I have built a simple web service in VB using Visual studio 2010. Now I want to secure this web service by user name and password. If the username and password match, the user can use/view the contents. My web service is as follows;

Imports System.Web
Imports System.Web.Services
Imports System.Web.Services.Protocols
Imports System.Web.Script.Services

' To allow this Web Service to be called from script, using ASP.NET AJAX, uncomment the following line.
<System.Web.Script.Services.ScriptService()> _
<WebService(Namespace:="http://tempuri.org/")> _
<WebServiceBinding(ConformsTo:=WsiProfiles.BasicProfile1_1)> _
<Global.Microsoft.VisualBasic.CompilerServices.DesignerGenerated()> _
Public Class Convert
    Inherits System.Web.Services.WebService

    <WebMethod()> _
    Public Function HelloWorld() As String
        Return "Hello World"
    End Function

    <System.Web.Services.WebMethod()> _
    <ScriptMethod(ResponseFormat:=ResponseFormat.Json)> _
    Public Function FahrenheitToCelsius(ByVal Fahrenheit As Double) _
           As Double
        Return ((Fahrenheit - 32) * 5) / 9
    End Function

    <System.Web.Services.WebMethod()> _
    <ScriptMethod(ResponseFormat:=ResponseFormat.Json)> _
    Public Function CelsiusToFahrenheit(ByVal Celsius As Double) _
            As Double
        Return ((Celsius * 9) / 5) + 32
    End Function
End Class 

I am using JavaScript using Dojo to call it.
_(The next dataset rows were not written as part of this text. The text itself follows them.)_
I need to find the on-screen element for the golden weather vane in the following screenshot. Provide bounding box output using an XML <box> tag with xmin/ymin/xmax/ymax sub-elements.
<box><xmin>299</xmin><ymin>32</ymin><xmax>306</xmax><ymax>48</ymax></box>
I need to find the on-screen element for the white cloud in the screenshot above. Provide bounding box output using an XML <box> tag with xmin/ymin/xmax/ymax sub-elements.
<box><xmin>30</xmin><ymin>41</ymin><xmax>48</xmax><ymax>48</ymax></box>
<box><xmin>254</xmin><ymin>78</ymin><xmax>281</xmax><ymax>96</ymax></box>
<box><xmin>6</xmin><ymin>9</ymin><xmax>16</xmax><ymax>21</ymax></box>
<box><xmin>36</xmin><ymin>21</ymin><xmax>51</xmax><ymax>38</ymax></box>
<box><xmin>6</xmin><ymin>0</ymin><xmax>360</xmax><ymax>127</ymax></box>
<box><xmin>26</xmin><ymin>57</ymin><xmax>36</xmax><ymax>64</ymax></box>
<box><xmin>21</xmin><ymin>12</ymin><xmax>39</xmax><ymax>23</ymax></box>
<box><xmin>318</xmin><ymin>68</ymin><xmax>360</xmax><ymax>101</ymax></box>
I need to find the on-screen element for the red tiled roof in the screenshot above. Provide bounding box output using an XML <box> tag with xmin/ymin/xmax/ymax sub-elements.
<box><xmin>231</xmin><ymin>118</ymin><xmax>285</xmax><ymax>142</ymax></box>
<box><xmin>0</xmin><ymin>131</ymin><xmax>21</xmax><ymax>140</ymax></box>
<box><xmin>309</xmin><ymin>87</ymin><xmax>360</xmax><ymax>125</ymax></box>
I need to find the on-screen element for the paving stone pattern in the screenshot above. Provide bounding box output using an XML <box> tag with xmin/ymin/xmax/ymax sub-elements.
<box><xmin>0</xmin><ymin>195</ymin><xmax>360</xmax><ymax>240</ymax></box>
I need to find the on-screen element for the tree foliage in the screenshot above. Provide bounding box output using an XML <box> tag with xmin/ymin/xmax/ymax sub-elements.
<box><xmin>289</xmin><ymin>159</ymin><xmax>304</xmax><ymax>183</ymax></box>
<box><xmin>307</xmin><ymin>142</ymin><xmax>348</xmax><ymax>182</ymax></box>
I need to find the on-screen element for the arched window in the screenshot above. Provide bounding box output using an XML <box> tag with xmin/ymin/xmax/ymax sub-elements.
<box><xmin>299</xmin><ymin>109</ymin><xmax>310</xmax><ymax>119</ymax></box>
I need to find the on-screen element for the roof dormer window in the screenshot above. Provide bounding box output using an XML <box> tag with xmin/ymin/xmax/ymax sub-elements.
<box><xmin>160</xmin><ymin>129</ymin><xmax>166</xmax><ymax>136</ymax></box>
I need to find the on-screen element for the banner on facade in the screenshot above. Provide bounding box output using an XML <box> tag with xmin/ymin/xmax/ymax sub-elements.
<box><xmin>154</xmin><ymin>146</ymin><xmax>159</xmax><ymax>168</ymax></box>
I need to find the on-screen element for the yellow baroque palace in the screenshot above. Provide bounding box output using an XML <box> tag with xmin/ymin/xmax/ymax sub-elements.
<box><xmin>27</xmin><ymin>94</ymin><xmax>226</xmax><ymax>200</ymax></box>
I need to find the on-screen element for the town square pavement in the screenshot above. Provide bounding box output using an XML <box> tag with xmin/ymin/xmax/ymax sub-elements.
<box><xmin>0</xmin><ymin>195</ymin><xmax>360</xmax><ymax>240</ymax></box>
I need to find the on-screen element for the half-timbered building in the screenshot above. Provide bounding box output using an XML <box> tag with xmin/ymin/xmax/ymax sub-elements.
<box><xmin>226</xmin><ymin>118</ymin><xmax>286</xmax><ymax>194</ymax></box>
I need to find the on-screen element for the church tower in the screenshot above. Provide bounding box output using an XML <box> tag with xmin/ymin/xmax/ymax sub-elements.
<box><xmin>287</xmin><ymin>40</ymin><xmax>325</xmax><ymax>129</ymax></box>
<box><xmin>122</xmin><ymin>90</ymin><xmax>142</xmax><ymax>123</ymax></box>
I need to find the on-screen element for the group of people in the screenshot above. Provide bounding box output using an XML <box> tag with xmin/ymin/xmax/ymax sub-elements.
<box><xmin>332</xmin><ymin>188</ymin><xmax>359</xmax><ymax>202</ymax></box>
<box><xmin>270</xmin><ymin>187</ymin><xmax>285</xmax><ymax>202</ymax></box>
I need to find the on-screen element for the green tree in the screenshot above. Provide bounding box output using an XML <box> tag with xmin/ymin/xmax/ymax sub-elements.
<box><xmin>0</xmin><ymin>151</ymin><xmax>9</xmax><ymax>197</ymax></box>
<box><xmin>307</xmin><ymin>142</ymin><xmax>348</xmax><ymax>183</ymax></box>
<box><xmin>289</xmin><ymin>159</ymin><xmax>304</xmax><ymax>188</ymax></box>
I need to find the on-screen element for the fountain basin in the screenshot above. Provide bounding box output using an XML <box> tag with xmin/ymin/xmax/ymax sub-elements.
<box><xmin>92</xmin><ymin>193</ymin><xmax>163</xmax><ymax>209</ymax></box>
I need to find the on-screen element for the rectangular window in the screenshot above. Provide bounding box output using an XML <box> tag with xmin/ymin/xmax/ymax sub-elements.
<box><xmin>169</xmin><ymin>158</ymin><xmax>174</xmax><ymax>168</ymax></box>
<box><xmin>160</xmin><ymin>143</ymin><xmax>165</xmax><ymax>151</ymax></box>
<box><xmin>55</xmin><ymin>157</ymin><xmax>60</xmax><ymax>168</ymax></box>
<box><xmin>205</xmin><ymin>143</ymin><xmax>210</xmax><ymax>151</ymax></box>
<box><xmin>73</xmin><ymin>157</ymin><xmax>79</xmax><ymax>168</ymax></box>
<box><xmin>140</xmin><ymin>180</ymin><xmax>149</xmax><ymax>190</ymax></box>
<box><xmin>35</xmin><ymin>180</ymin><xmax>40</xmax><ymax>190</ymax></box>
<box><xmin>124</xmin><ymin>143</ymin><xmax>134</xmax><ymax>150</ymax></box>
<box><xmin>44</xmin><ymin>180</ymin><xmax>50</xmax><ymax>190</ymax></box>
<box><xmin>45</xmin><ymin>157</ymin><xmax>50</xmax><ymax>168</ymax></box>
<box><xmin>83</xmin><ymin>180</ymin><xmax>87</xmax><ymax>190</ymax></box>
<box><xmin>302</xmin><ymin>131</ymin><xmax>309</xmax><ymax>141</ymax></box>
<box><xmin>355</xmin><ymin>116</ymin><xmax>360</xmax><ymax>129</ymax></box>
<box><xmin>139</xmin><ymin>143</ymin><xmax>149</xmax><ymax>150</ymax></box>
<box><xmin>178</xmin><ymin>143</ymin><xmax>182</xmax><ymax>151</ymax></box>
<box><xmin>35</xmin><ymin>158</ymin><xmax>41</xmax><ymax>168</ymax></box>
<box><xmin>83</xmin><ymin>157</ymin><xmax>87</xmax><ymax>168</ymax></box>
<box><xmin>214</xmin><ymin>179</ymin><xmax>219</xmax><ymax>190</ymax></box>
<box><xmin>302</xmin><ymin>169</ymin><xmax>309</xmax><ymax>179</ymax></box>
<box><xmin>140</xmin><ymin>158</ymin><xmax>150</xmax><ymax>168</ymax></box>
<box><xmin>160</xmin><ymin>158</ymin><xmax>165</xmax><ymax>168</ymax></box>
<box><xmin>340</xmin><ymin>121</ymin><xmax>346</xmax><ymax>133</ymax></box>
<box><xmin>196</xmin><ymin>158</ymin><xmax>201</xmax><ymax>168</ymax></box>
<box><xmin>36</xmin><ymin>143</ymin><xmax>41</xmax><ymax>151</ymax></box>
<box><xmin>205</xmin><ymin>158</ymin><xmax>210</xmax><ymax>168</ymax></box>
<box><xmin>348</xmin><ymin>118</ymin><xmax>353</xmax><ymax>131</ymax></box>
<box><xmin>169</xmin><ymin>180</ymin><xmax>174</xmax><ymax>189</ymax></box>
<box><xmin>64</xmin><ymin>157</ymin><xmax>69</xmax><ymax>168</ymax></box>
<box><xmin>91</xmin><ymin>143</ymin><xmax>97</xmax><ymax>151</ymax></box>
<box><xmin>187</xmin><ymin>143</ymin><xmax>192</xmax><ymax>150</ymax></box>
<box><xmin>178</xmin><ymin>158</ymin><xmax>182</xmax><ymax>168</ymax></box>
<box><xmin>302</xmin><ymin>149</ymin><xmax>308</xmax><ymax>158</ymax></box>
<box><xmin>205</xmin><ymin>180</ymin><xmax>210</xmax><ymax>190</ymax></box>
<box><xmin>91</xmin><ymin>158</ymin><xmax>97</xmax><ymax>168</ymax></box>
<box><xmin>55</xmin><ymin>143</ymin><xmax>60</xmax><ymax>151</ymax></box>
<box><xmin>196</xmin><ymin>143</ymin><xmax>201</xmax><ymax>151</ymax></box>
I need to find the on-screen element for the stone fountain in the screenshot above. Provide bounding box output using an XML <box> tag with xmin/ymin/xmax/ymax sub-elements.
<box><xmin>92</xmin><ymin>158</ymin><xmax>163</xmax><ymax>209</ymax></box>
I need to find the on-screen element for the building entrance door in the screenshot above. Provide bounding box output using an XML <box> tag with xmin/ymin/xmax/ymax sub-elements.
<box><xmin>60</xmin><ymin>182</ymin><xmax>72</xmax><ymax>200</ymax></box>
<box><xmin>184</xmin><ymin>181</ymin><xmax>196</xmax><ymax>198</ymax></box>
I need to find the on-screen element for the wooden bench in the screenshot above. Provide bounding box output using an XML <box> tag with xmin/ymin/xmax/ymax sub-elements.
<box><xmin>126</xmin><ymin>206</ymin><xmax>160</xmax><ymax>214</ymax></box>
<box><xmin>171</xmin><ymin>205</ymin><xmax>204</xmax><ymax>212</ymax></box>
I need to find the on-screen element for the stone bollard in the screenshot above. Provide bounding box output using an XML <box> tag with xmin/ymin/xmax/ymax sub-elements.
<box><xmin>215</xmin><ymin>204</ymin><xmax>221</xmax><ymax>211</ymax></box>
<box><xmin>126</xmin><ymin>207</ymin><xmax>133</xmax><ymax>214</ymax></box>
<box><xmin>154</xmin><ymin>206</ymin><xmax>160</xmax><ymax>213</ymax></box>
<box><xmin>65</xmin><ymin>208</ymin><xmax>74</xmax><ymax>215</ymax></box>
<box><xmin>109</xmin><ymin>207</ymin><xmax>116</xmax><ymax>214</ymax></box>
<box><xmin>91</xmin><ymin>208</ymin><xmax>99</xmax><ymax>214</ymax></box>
Can somebody guide me how to secure it.

Answer 1

This demonstrates a reasonable sounding approach: http://www.thebuzzmedia.com/designing-a-secure-rest-api-without-oauth-authentication/

In short, you send a username, hashed password, client timestamp and function arguments, along with a hash of all those plus request URL and a private key. The server recreates the hash to verify nothing has been altered, checks the timestamp is within acceptable bounds, and executes the function.